3-element Vector{Symbolics.Equation}:
 Differential(t)(Differential(t)(y₁(t))) ~ -y₁(t) - (2.0Differential(t)(y₀(
t)))
 Differential(t)(Differential(t)(y₂(t))) ~ -y₂(t) - (2.0Differential(t)(y₁(
t)))
 Differential(t)(Differential(t)(y₀(t))) ~ -y₀(t)

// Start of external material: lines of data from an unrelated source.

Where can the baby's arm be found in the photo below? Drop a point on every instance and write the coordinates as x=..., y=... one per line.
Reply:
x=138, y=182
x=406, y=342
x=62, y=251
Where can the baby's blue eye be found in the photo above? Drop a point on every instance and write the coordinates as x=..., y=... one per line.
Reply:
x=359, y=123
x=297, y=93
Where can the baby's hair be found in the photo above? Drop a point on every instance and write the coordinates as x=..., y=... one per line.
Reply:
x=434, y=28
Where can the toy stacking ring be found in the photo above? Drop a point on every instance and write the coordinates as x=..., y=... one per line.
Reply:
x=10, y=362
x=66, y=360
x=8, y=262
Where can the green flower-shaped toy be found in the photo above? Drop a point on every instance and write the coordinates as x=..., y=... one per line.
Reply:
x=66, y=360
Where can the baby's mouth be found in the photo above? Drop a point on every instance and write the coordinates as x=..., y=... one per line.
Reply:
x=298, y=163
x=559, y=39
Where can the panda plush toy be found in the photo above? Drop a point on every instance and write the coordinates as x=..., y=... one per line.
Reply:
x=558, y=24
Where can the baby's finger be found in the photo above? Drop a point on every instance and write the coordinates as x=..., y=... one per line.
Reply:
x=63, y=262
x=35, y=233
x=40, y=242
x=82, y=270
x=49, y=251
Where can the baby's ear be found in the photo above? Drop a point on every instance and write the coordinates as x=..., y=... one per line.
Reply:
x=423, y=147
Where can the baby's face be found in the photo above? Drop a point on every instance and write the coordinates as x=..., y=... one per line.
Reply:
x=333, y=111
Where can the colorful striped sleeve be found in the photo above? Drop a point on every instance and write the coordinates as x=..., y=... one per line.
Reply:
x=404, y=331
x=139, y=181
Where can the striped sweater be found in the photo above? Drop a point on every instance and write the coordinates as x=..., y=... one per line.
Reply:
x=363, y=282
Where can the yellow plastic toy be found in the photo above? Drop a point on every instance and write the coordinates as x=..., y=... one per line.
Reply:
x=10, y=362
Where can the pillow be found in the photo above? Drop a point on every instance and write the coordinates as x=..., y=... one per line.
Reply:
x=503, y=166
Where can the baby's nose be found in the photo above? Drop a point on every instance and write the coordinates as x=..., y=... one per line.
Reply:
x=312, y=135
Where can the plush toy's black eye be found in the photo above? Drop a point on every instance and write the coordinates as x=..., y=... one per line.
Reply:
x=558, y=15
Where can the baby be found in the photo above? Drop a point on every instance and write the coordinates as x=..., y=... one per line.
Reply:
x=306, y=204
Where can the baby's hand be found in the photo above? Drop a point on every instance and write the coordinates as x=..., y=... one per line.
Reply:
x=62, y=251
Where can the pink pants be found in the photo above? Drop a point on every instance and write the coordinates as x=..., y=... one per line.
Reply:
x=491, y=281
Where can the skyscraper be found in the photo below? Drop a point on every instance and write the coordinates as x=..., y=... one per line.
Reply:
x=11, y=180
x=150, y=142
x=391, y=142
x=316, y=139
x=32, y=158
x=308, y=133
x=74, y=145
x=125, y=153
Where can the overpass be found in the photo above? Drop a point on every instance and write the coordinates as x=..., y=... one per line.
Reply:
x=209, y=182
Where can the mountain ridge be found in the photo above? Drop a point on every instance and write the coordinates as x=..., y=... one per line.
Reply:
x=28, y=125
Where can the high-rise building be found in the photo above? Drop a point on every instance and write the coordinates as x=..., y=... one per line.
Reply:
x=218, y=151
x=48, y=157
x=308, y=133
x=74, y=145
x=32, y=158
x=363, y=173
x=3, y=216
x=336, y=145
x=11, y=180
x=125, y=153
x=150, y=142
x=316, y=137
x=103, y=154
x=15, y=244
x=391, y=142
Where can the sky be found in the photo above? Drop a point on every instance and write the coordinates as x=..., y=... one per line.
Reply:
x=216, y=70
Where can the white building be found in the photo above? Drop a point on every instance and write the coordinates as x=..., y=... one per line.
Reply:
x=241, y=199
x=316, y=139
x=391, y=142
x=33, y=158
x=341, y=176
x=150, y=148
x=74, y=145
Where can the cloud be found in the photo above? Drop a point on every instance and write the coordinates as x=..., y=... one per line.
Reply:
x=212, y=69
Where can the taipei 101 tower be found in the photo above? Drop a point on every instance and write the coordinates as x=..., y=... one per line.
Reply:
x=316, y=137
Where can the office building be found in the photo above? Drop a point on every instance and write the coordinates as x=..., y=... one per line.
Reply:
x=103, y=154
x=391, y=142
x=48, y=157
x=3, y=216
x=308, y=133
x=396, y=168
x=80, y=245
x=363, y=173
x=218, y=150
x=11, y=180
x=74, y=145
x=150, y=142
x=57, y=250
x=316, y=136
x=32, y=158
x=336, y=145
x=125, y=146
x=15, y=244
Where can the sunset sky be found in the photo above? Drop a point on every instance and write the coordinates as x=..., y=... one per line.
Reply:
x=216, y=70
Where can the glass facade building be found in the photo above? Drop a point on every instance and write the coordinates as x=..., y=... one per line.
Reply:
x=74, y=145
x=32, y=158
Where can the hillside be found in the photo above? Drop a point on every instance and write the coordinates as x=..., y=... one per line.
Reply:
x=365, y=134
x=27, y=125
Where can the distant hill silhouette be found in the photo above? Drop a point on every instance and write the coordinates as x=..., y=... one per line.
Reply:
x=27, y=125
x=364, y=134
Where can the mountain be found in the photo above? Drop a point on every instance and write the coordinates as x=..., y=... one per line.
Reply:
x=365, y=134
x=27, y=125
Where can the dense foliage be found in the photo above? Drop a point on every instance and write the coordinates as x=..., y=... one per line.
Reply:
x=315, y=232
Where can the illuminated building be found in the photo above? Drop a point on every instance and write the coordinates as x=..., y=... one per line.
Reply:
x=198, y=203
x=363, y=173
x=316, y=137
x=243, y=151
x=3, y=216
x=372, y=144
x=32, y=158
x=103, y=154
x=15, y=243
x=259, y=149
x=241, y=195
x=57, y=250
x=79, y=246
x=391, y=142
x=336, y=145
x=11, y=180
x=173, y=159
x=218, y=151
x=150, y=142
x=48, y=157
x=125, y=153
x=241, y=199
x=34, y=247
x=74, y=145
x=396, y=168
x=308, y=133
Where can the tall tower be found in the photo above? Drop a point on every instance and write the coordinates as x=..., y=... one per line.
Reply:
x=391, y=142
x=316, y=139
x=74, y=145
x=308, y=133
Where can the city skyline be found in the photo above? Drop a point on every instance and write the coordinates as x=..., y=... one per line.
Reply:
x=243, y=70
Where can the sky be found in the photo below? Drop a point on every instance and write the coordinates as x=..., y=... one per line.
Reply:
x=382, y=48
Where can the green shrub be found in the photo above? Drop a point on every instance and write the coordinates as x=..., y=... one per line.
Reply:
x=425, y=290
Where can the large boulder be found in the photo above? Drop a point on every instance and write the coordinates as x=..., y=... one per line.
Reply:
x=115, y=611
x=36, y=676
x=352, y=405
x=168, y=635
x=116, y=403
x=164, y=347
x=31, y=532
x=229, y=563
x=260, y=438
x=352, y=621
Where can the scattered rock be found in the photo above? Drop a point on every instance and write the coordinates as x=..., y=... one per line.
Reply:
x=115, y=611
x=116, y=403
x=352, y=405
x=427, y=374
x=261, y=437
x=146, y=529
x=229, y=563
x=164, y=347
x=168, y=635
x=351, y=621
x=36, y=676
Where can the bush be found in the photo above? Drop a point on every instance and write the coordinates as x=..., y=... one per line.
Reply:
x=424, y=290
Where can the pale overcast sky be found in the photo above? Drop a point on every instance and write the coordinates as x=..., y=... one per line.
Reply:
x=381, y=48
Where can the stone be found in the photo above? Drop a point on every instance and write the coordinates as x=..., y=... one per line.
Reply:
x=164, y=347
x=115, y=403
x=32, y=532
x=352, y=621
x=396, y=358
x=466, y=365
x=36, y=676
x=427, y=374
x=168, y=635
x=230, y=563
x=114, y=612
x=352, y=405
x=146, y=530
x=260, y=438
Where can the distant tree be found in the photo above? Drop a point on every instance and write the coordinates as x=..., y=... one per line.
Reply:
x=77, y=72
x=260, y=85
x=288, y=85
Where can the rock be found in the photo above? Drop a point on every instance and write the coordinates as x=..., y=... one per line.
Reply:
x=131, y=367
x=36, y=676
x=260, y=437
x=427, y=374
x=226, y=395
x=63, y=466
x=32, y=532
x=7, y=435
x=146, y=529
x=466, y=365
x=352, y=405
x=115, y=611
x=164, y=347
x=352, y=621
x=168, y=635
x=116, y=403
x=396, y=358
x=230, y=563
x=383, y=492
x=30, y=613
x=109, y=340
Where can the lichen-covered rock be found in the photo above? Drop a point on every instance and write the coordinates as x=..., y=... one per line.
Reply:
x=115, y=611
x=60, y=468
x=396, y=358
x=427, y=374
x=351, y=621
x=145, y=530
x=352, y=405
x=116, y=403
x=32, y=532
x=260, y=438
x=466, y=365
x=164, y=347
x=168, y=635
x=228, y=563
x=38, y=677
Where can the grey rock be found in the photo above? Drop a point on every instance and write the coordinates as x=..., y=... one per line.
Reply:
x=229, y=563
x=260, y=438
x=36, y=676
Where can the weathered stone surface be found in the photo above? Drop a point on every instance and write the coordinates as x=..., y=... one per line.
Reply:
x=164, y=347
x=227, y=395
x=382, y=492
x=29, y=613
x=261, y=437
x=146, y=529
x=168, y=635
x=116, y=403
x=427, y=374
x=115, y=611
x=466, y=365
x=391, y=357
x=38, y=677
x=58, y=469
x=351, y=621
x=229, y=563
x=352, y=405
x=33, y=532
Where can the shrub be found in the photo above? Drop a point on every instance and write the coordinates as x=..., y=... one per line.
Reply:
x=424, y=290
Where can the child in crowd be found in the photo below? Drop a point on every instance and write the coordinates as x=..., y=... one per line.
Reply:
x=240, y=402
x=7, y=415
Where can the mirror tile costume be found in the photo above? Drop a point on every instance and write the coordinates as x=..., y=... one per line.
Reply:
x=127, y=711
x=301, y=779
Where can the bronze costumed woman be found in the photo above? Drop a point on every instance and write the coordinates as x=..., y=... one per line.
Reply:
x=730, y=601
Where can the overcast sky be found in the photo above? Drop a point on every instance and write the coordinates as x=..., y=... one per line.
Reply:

We continue with converting 'eqs' to an ODEProblem, solving it, and finally plot the results against the exact solution to the original problem, which is $x(t, \epsilon) = (1 - \epsilon)^{-1/2} e^{-\epsilon t} \sin((1- \epsilon^2)^{1/2}t)$,

sys = ODESystem(eqs, t)
sys = ode_order_lowering(sys)

Model ##ODESystem#1456 with 6 equations
States (6):
  y₁ˍt(t)
  y₂ˍt(t)
  y₀ˍt(t)
  y₁(t)
⋮
Parameters (0):

# the initial conditions
u0 = zeros(2n+2)
u0[3] = 1.0   # y₀ˍt

prob = ODEProblem(sys, u0, (0, 50.0))
sol = solve(prob; dtmax=0.01)

X = 𝜀 -> sum([𝜀^(i-1) * sol[y[i]] for i in eachindex(y)])  
T = sol.t
Y = 𝜀 -> exp.(-𝜀*T) .* sin.(sqrt(1 - 𝜀^2)*T) / sqrt(1 - 𝜀^2)    # exact solution

plot(sol.t, [Y(0.1), X(0.1)])

The figure is similar to Figure 7.6.2 in Nonlinear Dynamics and Chaos. The two curves fit well for the first couple of cycles, but then the perturbation method curve diverges from the true solution. The main reason is that the problem has two or more time-scales that introduce secular terms in the solution. One solution is to explicitly account for the two time scales and use an analytic method called two-timing.